When it came time to find the seventh President of Johnson University, the Board of Trustees knew they were looking for someone who was a Johnson University alumnus, knew how to raise funds, and whose character is above reproach. They found their prime candidate in Dr Thomas Smith.

“We spent two to three hours in the interview,” Smith said. “(The Board of Trustees) had a long list of questions that they went through that were very tough questions. None of them were surprises to me which led me to feel like I had been well prepared.”

Smith has a long history with Johnson University. He graduated from Johnson Bible College with his B.A. in 1978. He then was in located ministry for six years. After receiving his M.A.R. from Emmanuel School of Religion in 1986 and his PhD from the University of Tennessee in 1990, he came back and began teaching at JU in 1989. After serving as a professor of history and theology, he served as the Dean of the School of Arts and Sciences from 2012 to 2014 and as the Provost from 2014 to 2017 before beginning his tenure as President.

However, Smith is more than his academic and career accomplishments. The Chairman of the Board of Trustees L.D. Campbell says that Smith is personable, enjoys people,  is approachable, enjoys a good laugh and is an excellent preacher.

Professor Gerald Mattingly, who has known Smith for almost 30 years, described him as “a good person with a sound analytical mind and a disarming down-to-earth quality,” which he went on to say is good for someone who is assuming the role of the presidency.

Smith has some big goals for his presidency. Among them are recommitting the university to the mission of the university, improving math and science classes, and improving college athletics.

One of the key aspects he wants to refocus on is being faithful to the great commision. He feels the “Third Way”, which is a blend of a bible college approach and liberal arts college approach, can accomplish this goal by rounding out students’ education experiences.

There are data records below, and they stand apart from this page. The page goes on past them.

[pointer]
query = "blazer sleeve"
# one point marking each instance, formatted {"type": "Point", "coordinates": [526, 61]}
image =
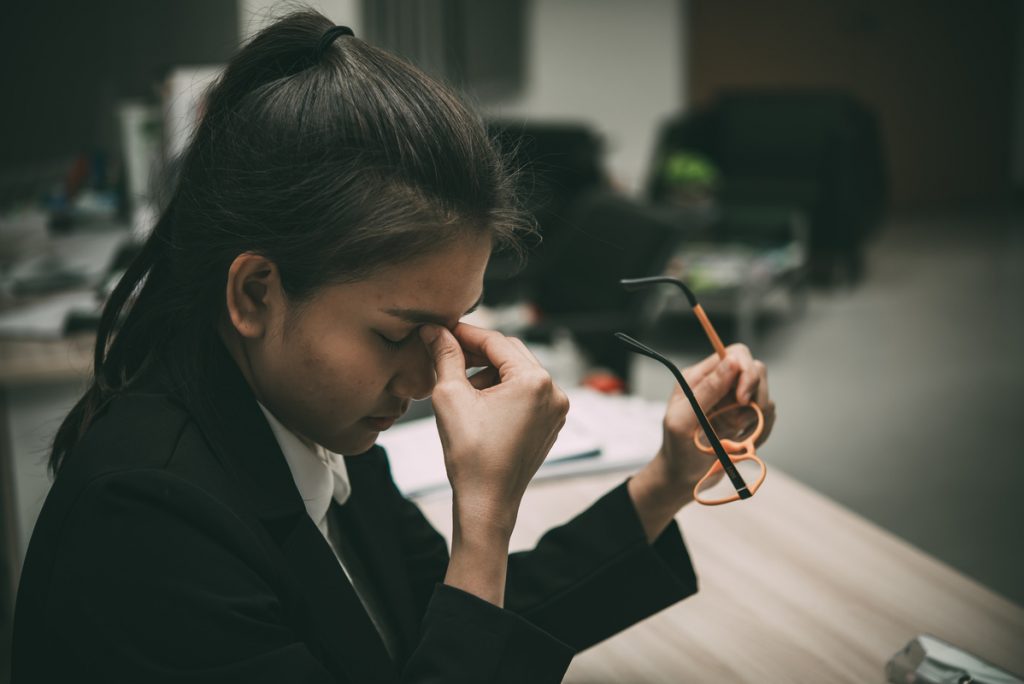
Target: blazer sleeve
{"type": "Point", "coordinates": [156, 581]}
{"type": "Point", "coordinates": [585, 581]}
{"type": "Point", "coordinates": [597, 574]}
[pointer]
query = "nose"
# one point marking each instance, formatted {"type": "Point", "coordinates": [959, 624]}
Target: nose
{"type": "Point", "coordinates": [415, 378]}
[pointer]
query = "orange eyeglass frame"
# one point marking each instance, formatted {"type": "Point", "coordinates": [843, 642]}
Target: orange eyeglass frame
{"type": "Point", "coordinates": [727, 451]}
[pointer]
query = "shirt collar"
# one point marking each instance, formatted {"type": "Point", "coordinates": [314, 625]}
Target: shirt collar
{"type": "Point", "coordinates": [318, 473]}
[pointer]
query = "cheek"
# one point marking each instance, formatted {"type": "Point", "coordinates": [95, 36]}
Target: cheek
{"type": "Point", "coordinates": [344, 378]}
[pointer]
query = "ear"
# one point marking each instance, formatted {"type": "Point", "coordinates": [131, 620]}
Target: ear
{"type": "Point", "coordinates": [254, 294]}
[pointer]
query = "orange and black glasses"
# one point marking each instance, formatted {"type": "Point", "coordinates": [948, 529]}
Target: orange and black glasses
{"type": "Point", "coordinates": [730, 432]}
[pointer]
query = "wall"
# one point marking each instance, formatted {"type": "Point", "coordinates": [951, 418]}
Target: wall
{"type": "Point", "coordinates": [65, 66]}
{"type": "Point", "coordinates": [938, 74]}
{"type": "Point", "coordinates": [616, 66]}
{"type": "Point", "coordinates": [1017, 171]}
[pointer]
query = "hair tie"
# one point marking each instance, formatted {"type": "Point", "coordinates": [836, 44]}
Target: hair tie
{"type": "Point", "coordinates": [329, 36]}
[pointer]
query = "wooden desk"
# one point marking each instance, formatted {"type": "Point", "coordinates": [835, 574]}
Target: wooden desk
{"type": "Point", "coordinates": [793, 589]}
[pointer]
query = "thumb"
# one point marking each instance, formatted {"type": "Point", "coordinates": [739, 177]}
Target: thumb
{"type": "Point", "coordinates": [716, 385]}
{"type": "Point", "coordinates": [450, 364]}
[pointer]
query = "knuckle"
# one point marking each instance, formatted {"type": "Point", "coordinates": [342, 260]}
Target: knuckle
{"type": "Point", "coordinates": [445, 388]}
{"type": "Point", "coordinates": [539, 381]}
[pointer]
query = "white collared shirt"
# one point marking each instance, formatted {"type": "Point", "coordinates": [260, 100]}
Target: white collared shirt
{"type": "Point", "coordinates": [320, 475]}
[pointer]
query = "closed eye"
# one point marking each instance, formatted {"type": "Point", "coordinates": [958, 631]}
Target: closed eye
{"type": "Point", "coordinates": [394, 345]}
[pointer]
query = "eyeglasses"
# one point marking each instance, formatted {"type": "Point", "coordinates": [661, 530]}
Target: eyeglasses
{"type": "Point", "coordinates": [739, 425]}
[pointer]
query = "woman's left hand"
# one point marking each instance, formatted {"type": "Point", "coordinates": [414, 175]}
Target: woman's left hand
{"type": "Point", "coordinates": [666, 484]}
{"type": "Point", "coordinates": [736, 379]}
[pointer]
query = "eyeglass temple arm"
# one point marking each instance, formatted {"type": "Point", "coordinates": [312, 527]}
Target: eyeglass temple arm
{"type": "Point", "coordinates": [634, 284]}
{"type": "Point", "coordinates": [723, 458]}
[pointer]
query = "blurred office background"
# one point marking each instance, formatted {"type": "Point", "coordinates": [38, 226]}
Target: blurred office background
{"type": "Point", "coordinates": [841, 182]}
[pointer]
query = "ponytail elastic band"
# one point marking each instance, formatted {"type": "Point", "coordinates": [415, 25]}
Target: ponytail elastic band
{"type": "Point", "coordinates": [329, 37]}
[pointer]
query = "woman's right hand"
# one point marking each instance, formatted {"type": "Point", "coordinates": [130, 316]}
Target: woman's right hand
{"type": "Point", "coordinates": [496, 427]}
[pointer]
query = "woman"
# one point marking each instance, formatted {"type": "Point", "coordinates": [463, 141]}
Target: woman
{"type": "Point", "coordinates": [332, 222]}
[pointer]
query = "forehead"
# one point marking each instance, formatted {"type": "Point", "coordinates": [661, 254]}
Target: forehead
{"type": "Point", "coordinates": [446, 282]}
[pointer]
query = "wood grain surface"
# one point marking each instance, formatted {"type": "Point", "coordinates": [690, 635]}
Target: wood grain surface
{"type": "Point", "coordinates": [794, 588]}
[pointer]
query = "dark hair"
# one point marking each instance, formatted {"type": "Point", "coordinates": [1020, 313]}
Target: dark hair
{"type": "Point", "coordinates": [331, 165]}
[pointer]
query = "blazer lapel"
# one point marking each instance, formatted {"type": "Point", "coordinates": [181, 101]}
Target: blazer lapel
{"type": "Point", "coordinates": [329, 613]}
{"type": "Point", "coordinates": [372, 528]}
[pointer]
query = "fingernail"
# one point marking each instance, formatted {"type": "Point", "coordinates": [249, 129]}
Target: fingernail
{"type": "Point", "coordinates": [429, 333]}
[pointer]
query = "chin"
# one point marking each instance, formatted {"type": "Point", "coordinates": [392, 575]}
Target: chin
{"type": "Point", "coordinates": [355, 445]}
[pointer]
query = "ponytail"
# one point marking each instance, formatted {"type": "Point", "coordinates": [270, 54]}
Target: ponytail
{"type": "Point", "coordinates": [327, 156]}
{"type": "Point", "coordinates": [113, 368]}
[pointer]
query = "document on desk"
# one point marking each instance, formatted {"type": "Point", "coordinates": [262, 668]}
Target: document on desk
{"type": "Point", "coordinates": [602, 432]}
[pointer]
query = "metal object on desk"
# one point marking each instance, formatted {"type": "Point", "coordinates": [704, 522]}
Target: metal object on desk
{"type": "Point", "coordinates": [930, 660]}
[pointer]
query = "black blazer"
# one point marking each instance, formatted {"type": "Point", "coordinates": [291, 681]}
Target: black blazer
{"type": "Point", "coordinates": [174, 547]}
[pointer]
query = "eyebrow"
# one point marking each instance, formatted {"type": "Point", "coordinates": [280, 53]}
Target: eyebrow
{"type": "Point", "coordinates": [421, 315]}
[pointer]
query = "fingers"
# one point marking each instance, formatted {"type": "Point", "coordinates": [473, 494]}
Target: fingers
{"type": "Point", "coordinates": [484, 378]}
{"type": "Point", "coordinates": [696, 373]}
{"type": "Point", "coordinates": [716, 385]}
{"type": "Point", "coordinates": [753, 382]}
{"type": "Point", "coordinates": [486, 347]}
{"type": "Point", "coordinates": [450, 364]}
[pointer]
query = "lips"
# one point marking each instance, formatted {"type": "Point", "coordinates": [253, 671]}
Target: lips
{"type": "Point", "coordinates": [382, 422]}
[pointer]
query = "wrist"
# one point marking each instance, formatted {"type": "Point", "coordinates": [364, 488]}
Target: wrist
{"type": "Point", "coordinates": [479, 558]}
{"type": "Point", "coordinates": [475, 519]}
{"type": "Point", "coordinates": [657, 494]}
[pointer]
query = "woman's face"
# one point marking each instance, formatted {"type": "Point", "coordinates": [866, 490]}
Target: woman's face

The university has also begun studying how it can improve its math and science classes, which Smith feels will go a long way in benefiting Teacher Education and Health and Human Services majors among many others.

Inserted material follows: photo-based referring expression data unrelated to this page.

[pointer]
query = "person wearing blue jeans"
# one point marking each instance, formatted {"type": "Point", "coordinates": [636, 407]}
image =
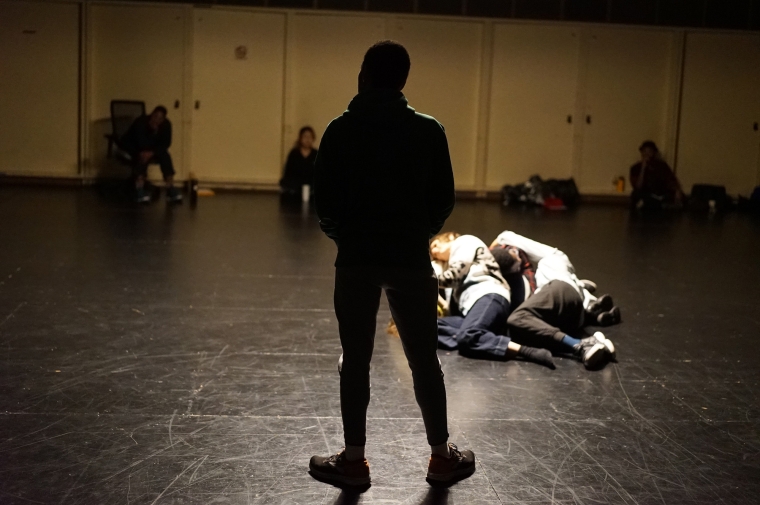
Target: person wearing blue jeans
{"type": "Point", "coordinates": [479, 300]}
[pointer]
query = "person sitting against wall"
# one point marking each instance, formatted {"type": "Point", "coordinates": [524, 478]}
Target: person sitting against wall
{"type": "Point", "coordinates": [654, 183]}
{"type": "Point", "coordinates": [479, 302]}
{"type": "Point", "coordinates": [299, 168]}
{"type": "Point", "coordinates": [147, 141]}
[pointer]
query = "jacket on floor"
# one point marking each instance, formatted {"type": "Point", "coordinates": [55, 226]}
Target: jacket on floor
{"type": "Point", "coordinates": [383, 182]}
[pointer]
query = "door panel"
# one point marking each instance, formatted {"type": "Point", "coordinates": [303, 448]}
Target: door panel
{"type": "Point", "coordinates": [721, 103]}
{"type": "Point", "coordinates": [137, 54]}
{"type": "Point", "coordinates": [533, 92]}
{"type": "Point", "coordinates": [627, 96]}
{"type": "Point", "coordinates": [237, 126]}
{"type": "Point", "coordinates": [39, 88]}
{"type": "Point", "coordinates": [444, 82]}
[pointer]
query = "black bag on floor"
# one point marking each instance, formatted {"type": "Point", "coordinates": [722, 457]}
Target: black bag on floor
{"type": "Point", "coordinates": [703, 194]}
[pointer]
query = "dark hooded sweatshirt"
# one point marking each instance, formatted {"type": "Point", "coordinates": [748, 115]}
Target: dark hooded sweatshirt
{"type": "Point", "coordinates": [383, 182]}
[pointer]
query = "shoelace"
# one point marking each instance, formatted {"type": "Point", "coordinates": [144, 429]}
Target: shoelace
{"type": "Point", "coordinates": [454, 451]}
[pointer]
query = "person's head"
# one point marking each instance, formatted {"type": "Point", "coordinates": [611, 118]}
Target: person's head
{"type": "Point", "coordinates": [649, 151]}
{"type": "Point", "coordinates": [306, 137]}
{"type": "Point", "coordinates": [386, 66]}
{"type": "Point", "coordinates": [157, 117]}
{"type": "Point", "coordinates": [440, 245]}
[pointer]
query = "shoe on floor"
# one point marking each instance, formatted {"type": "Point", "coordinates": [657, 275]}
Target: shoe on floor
{"type": "Point", "coordinates": [602, 304]}
{"type": "Point", "coordinates": [599, 336]}
{"type": "Point", "coordinates": [338, 469]}
{"type": "Point", "coordinates": [172, 195]}
{"type": "Point", "coordinates": [459, 465]}
{"type": "Point", "coordinates": [610, 317]}
{"type": "Point", "coordinates": [142, 196]}
{"type": "Point", "coordinates": [591, 352]}
{"type": "Point", "coordinates": [589, 285]}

Smith also wants university athletics to recruit students based on what he called the “Johnson Triad”: people who are missionary committed, academically prepared, and competitive athletes. “There is all kind of benefits both for athletics and for the student body,” Smith said. “It boosts student morale, gives you stuff to do, and creates relationships. It’s kind of an overstatement, but in the past we’ve done athletics because we ‘had to’. I want to do it because we want to. 

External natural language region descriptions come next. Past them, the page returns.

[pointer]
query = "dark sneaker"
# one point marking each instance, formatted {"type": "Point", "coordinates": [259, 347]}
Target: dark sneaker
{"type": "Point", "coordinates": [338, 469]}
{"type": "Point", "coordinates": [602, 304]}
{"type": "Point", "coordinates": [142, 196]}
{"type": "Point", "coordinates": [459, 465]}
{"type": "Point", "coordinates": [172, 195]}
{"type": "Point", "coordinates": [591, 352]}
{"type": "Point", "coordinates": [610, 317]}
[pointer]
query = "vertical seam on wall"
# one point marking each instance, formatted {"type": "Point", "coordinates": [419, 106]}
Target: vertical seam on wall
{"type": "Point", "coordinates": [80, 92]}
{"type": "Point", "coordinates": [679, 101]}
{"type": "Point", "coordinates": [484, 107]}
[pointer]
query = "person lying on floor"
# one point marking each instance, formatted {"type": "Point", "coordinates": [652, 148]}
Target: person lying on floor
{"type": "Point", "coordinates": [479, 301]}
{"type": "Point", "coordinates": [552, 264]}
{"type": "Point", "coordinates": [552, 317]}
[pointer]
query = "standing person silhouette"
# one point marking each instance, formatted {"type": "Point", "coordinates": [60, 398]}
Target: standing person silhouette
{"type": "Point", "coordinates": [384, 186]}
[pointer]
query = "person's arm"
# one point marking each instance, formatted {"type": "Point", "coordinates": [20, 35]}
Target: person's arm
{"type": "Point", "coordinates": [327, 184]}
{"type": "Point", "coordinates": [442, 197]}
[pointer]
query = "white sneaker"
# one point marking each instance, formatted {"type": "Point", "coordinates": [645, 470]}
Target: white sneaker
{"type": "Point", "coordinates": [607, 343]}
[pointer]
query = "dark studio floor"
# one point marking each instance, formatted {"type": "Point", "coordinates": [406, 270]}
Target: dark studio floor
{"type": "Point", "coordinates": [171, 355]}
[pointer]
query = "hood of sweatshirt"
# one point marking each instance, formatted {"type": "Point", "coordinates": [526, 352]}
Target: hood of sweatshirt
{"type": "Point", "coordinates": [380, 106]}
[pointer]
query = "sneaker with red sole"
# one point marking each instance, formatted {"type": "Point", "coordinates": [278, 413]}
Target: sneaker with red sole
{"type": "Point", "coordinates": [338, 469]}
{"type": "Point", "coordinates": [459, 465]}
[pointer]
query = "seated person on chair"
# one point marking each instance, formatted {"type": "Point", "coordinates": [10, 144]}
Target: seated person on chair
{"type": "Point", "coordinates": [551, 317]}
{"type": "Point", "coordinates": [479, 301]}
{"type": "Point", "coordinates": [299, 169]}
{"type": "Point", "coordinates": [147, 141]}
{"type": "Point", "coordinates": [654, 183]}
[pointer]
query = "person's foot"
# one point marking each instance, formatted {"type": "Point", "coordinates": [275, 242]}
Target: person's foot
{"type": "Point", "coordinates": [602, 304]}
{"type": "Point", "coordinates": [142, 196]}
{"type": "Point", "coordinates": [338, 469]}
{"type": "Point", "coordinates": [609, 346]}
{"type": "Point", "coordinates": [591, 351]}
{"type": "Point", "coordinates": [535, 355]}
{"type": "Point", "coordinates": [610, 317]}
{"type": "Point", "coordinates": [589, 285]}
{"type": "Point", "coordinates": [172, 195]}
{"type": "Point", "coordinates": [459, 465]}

This will be Johnson’s fifth inauguration in its history. He hopes students will come to the ceremony, but he also hopes to see them at the student event later in the evening as well. He asks that all students help make the campus look nice and that they themselves look nice as well.

“It’s important to me that students feel welcomed and included at this event,” Smith said.

Smith wants people to know that his inauguration is not a celebration of him or the office, but rather a celebration of the university. The ceremony will begin at 3 p.m. and will be followed by a reception on the White House lawn at 4:30. The student event will take place at 6:30 on the Gally Plaza and will offer games, food and a Cruze Farm ice cream truck, which Smith said, “ain’t bad to entice students with.”